The continuing use of chemical weapons in Syria is the biggest threat to the viability of the convention, the groups said. Over 85 confirmed chemical attacks have taken place in the country since August 21, 2013, the day of the deadliest chemical attack in Syria to date, at least 50 of them by Syrian government forces, based on research by the United Nations, Human Rights Watch, Amnesty International, and other organizations. Chemical weapons are inherently indiscriminate, and using them constitutes a war crime. Until November 2017, the UN and the OPCW Joint Investigative Mechanism (JIM) was authorized to identify who was responsible for chemical attacks in Syria. But after the JIM found the Syrian government responsible for the April 2017 sarin attack in Khan Sheikhoun, Russia used its veto in the UN Security Council to prevent the renewal of the JIM’s mandate.
“The threat of Russia’s veto looms large over any Security Council action for a credible procedure for attributing blame,” said Simon Adams, Executive Director of the Global Center for the Responsibility to Protect. “Member states should empower the OPCW to urgently fill this gap to help ensure the Chemical Weapons Convention is not undermined further.”
As a first step, states parties should ask the OPCW to take on the task of identifying those responsible for using chemical weapons in Syria. However, if the June meeting fails to successfully achieve this goal, UN Secretary-General António Guterres should immediately appoint a team of experts who could do so. The lack of attribution of responsibility fuels a cycle of impunity for these attacks and emboldens parties to the conflict to continue the use of chemical weapons in Syria.

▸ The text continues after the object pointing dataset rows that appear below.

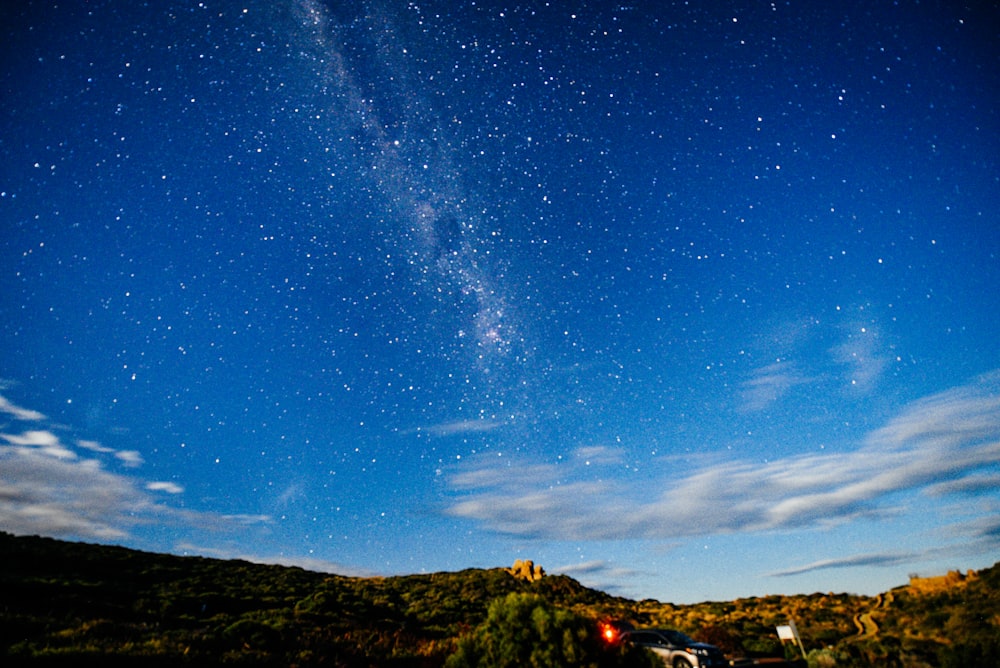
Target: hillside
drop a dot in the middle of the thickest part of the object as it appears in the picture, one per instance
(69, 603)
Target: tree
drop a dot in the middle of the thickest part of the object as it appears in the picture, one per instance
(526, 630)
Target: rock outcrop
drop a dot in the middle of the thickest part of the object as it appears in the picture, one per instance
(526, 570)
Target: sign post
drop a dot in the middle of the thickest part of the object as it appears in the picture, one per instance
(789, 633)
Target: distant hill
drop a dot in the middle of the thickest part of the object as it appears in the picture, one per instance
(67, 603)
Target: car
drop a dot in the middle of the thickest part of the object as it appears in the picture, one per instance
(676, 649)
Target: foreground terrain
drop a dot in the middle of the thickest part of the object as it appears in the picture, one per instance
(69, 603)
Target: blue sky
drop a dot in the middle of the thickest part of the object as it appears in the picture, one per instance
(688, 303)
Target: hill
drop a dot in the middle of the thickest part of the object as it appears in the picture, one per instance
(70, 603)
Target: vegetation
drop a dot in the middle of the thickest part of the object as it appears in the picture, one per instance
(75, 604)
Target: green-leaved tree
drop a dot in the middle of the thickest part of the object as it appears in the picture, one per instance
(524, 630)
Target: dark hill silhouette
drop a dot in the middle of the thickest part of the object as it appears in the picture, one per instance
(65, 603)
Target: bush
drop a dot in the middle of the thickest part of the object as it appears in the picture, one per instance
(525, 630)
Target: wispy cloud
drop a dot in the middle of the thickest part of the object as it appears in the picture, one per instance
(17, 412)
(879, 559)
(931, 447)
(862, 354)
(67, 490)
(458, 427)
(768, 385)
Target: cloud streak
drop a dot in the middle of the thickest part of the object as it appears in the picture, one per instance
(53, 488)
(944, 443)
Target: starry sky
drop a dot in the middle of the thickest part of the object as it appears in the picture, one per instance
(687, 301)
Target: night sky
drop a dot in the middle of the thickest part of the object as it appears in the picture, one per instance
(686, 302)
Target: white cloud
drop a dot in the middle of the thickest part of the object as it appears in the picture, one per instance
(768, 385)
(952, 436)
(130, 457)
(459, 427)
(49, 488)
(19, 413)
(46, 442)
(163, 486)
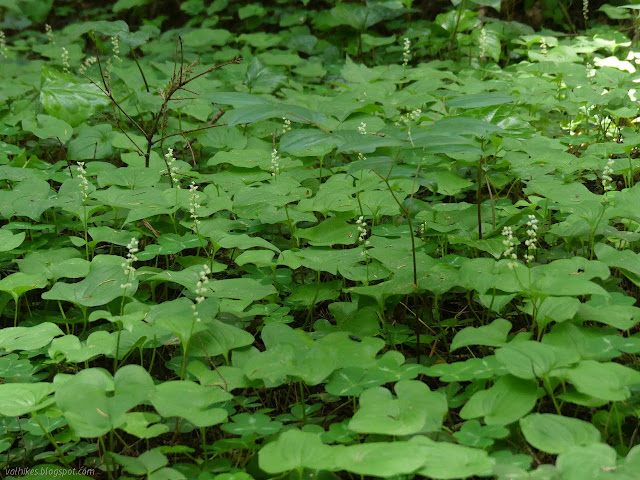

The situation in Syria is emblematic of a wider problem with the OPCW’s capacity to ensure compliance with the Chemical Weapons Convention. It can send fact-finding missions to determine whether chemical weapons have been used but remains unable to attribute responsibility for their use. To better ensure that warring parties responsible for their use can be held to account, the convention’s member countries need a credible way to identify those involved in chemical warfare.